The other choice is the irrational domain of religious
fanaticism. Instead of seeing cause and effect, see everything that
happens as some master plan on the part of a supernatural force,
leading up to an apocalyptic ‘end of days’. Don’t circle the wagons
here on our relatively safe, relatively lightly populated continent,
but instead focus on those who cleave to a different supernatural force.
I think we’re going to pick both. We’re constrained by our
history, constrained badly. We’ve had a rich, largely empty continent
that took two centuries to fill. We had a civil war once, but with
separate geographic territories and uniformed, organized armies
fighting for formal governments it was like few other civil wars in
history. This next conflict, it’ll pit the rational against the
religious, Hispanics against a subset of the whites, and it’ll put
great stress upon and perhaps bring an end to the continental United
States as we know it today. We don’t have any more room to grow, either
geographical or energetically, and as George Monbiot says we’ll be
“fighting like cats in a sack” soon enough.
I wish I was wrong, I truly do. But I look back over the last
fifteen months of diaries and two jump right out at me: My prediction
of Mexico as a failed state from January 4th of 2008 is first … and 385 days later the U.S. Joint Forces Command agreed with me.
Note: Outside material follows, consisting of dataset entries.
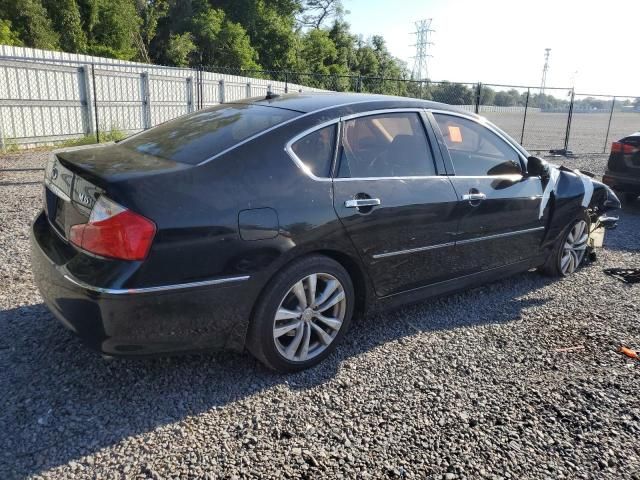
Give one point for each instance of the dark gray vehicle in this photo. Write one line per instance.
(623, 168)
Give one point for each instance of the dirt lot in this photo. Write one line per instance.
(544, 131)
(476, 385)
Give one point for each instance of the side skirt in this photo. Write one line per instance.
(455, 285)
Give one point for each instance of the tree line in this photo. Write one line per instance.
(308, 39)
(293, 35)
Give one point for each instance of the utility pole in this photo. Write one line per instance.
(545, 69)
(423, 32)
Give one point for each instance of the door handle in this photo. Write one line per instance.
(474, 197)
(362, 202)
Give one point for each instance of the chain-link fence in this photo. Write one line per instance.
(45, 101)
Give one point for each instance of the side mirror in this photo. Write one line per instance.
(536, 167)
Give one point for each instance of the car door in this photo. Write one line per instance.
(395, 206)
(498, 204)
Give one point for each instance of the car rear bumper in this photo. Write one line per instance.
(152, 320)
(622, 183)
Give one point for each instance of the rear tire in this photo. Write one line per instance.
(302, 315)
(569, 251)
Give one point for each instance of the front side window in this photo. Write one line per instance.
(475, 150)
(385, 145)
(315, 150)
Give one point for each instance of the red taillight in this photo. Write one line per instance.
(619, 147)
(115, 232)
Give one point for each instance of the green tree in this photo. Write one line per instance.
(270, 25)
(114, 33)
(453, 93)
(66, 19)
(487, 95)
(7, 35)
(31, 22)
(316, 12)
(150, 12)
(222, 42)
(180, 47)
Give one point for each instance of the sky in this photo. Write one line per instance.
(594, 44)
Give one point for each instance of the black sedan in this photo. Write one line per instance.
(623, 168)
(268, 223)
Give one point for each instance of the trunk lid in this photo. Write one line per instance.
(76, 177)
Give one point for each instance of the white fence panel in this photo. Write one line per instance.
(48, 97)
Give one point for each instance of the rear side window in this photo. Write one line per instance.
(385, 145)
(195, 137)
(315, 150)
(475, 150)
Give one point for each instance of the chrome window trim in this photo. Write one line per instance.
(340, 121)
(368, 113)
(286, 122)
(161, 288)
(457, 242)
(482, 122)
(415, 177)
(301, 165)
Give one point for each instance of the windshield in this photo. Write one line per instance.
(198, 136)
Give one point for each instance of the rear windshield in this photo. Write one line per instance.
(195, 137)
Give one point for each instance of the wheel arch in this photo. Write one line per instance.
(361, 285)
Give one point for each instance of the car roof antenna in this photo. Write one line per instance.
(270, 94)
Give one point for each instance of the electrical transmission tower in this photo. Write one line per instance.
(423, 32)
(545, 69)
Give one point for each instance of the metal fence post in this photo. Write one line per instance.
(221, 90)
(478, 93)
(189, 94)
(146, 101)
(566, 137)
(606, 138)
(524, 120)
(200, 88)
(85, 100)
(95, 101)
Mexico; poorer than us, drier than us, running smack into the
depletion of its massive oil field in the Bay of Campeche, and coming
apart due to drugs and corruption, all the while with the best and
brightest of the Mexican nation making the way from the Mexican state
to ours. This place is our neighbor, our soon to be our failed state as
Iraq is to Iran, and it’s the canary in the North American coal mine. …
We’ve got a
visible ethnic minority that’ll be a target for scapegoating and a
significant fraction of the population with an apocalyptic worldview
who can no longer be counted as loyal. The rubbing those two groups
together may very well be the spark that ignites a conflagration. (04/02/09)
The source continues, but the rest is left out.